UNE TORTUE-MOLLE QUI RÉSISTE

Nos photos de la semaine_9

Photo Mike Hensen / Agence QMI

La tortue-molle à épines est une espèce aquatique à carapace molle, recouverte d’une peau ressemblant à du cuir. On ne la retrouve plus qu’à quelques endroits dans le sud du Québec et de l’Ontario. Elle est considérée comme «menacée».

Ce qui la menace : 

La détérioration des berges et les collisions avec des embarcations, entre autres. «Même si les tortues sont des espèces aquatiques, elles ont besoin des rives pour se reproduire, et emmagasiner de la chaleur», affirme Annie Lebel, responsable du programme Faune en danger à la Fondation de la faune.

Ce qu’on devrait faire :

Plus de sensibilisation auprès des propriétaires terriens et des agriculteurs qui aménagent parfois les 10 ou 15 mètres près du rivage ou s’en servent pour maximiser leur culture. «Souvent, ce n’est pas de la mauvaise volonté, mais les gens ne sont pas au courant de leur impact», précise Mme Lebel.

LE SEUL ET UNIQUE CHEVALIER CUIVRÉ 

chevalier cuivré

Photo Nathalie Vachon, MFFP

Le chevalier cuivré est un poisson «fantastique» d’environ 5 kg que l’on retrouve dans le Saint-Laurent, et nulle part ailleurs au monde, décrit le directeur général de la Société pour la nature et les parcs (SNAP-Québec), Alain Branchaud.
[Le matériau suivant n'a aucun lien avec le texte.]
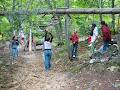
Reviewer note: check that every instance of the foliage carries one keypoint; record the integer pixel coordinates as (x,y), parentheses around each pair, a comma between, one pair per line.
(81,23)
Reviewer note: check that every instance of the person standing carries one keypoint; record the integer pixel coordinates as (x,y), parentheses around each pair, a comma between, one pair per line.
(94,36)
(14,46)
(75,39)
(47,53)
(106,34)
(48,35)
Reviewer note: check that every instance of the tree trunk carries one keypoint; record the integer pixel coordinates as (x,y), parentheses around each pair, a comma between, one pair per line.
(113,17)
(101,6)
(67,19)
(30,39)
(65,11)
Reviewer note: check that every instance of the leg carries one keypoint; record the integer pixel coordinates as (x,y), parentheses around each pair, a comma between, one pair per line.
(50,56)
(75,49)
(105,46)
(46,62)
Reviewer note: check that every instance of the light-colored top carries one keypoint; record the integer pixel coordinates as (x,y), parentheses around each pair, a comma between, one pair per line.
(95,34)
(47,45)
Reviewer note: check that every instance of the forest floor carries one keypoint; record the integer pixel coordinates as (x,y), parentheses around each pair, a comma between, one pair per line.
(28,73)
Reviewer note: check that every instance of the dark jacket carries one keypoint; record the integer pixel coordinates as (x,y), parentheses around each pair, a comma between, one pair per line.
(106,33)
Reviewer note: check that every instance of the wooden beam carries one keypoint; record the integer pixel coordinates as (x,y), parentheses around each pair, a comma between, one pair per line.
(65,11)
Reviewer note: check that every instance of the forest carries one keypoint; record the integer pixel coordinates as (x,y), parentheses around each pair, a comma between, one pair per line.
(61,18)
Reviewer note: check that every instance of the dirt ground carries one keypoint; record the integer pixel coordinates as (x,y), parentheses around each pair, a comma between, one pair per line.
(27,73)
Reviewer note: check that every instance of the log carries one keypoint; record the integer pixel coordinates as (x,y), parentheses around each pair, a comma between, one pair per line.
(65,11)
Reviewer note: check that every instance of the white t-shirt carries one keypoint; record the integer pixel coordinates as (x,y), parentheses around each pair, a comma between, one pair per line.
(95,34)
(47,45)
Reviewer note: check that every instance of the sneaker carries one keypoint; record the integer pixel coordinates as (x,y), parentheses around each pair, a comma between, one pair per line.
(92,61)
(74,56)
(90,45)
(102,60)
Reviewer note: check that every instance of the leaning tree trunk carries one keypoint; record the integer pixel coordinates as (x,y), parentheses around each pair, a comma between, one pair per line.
(113,17)
(101,6)
(67,20)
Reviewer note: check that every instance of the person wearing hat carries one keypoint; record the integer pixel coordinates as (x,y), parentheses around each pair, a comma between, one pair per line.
(75,39)
(94,35)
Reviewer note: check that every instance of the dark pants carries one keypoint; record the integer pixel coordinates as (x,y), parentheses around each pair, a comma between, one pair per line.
(74,49)
(47,62)
(105,45)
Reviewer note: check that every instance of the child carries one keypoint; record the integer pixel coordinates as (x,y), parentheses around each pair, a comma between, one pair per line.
(47,53)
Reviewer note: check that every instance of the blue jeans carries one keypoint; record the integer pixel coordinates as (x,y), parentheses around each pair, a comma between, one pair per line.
(74,49)
(47,62)
(105,45)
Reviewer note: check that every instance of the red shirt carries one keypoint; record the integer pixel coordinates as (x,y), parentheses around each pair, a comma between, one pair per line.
(74,38)
(106,33)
Il est classé «menacé».

Ce qui le menace : 

Les rejets industriels et agricoles dans la rivière Richelieu et dans le fleuve à la hauteur du lac Saint-Pierre. «Il ne reste plus que quelques centaines d’individus adultes. Si on perd la population qu’on a en ce moment, on perd l’espèce au complet», s’alarme M. Branchaud.

Le projet d’expansion du port de Montréal à Contrecœur est aussi un danger pour ce poisson, même si le promoteur ne peut aller de l’avant sans obtenir des permis en vertu de la Loi sur les espèces en péril du fédéral. «Ce projet-là, dans le cœur de l’habitat essentiel d’une espèce qui est protégée, c’est un non-sens», s’emporte le biologiste.

Ce qu’on devrait faire :

Travailler avec les municipalités et les agriculteurs pour améliorer la qualité de l’eau dans la rivière Richelieu, où sont situées au moins deux frayères. «On soupçonne que la contamination dans la rivière Richelieu inhibe la capacité du poisson à se reproduire», dit M. Branchaud.

L’IMPORTANT CARIBOU DES INNUS

Caribou forestier

Ministere des Ressources naturel

La harde de caribous forestiers du Pipmuacan, situé à la frontière entre le Saguenay–Lac-Saint-Jean et la Côte-Nord, ne compte plus que 200 individus environ.

Ce qui le menace : 

Les coupes forestières dans son habitat essentiel. À preuve, «la population est en baisse constante, même si on a arrêté de chasser le caribou depuis 2007», s’inquiète Eric Kanapé, conseiller en environnement du conseil des Innus de Pessamit. Le caribou est un animal sacré et partie intégrante de la culture de sa nation.

Ce qu’on devrait faire :

Créer une aire protégée autochtone, comme le demande la communauté de Pessamit. «On serait capable d’apporter de bonnes choses dans la gestion du territoire. Le caribou a accompagné les Innus pendant des milliers d’années et nous a sauvés plusieurs fois. Maintenant, c’est à nous, les Innus, d’essayer de le protéger et de le sauver», dit M. Kanapé.

Aussi, identifier clairement et à l’avance les zones à protéger. «Ce qu’on a compris, c’est que l’industrie forestière veut de la prévisibilité. Le plus rapidement on va sécuriser les habitats importants des espèces en péril, le plus rapidement on va savoir où l’industrie peut opérer», souligne Alain Branchaud, de la SNAP-Québec.